In our panel data analysis we estimated a fixed effects linear probability model (LPM) instead of a fixed effects logit regression because our sample size was quite small (600 individuals) and the fixed effects logit decreased our number of observations hugely (to less than 200 at times), while our LPM kept much more observations. Likewise, our logit wouldn't converge as we had to include region indicators and very few people moved such that we had issues of small numbers in cells in logit. Is there a stronger way to explain/justify this, or a preference for linear probability models over logits more generally in panel data with fixed effects? We completed our analysis in Stata.
FE logit requires the idiosyncratic errors to be IID across $i$ and $t$, quite a strong assumption. Also the regressors should be strictly exogenous, but it's the same for linear FE models. In your application, the fact that FE logit wouldn't converge will make a good argument against FE logit, and will satisfy some referees but not all.
An important drawback (or perhaps more like a "feature") of FE logit is that partial effects (e.g., average partial effects) are not obtainable. This is because the partial effects rely on $\alpha_i$ (fixed effects), which can't be estimated by FE logit.

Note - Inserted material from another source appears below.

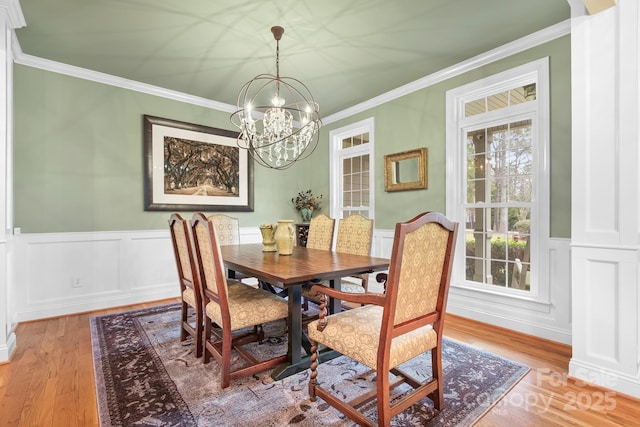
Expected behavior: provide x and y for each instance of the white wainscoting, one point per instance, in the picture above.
(551, 320)
(62, 273)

If you are willing, and I strongly recommend it, please consider Correlated Random Effects (CRE) probit or logit models, where time-invariant unobservable heterogeneity correlated with $X$ is accounted for by the Chamberlain-Mundlak device. The CRE probit (see section 5 of the link) is also known as Chamberlain's random effects probit, and are very popular (certainly more popular in application than FE logit). You can get average partial effects for CRE probit models.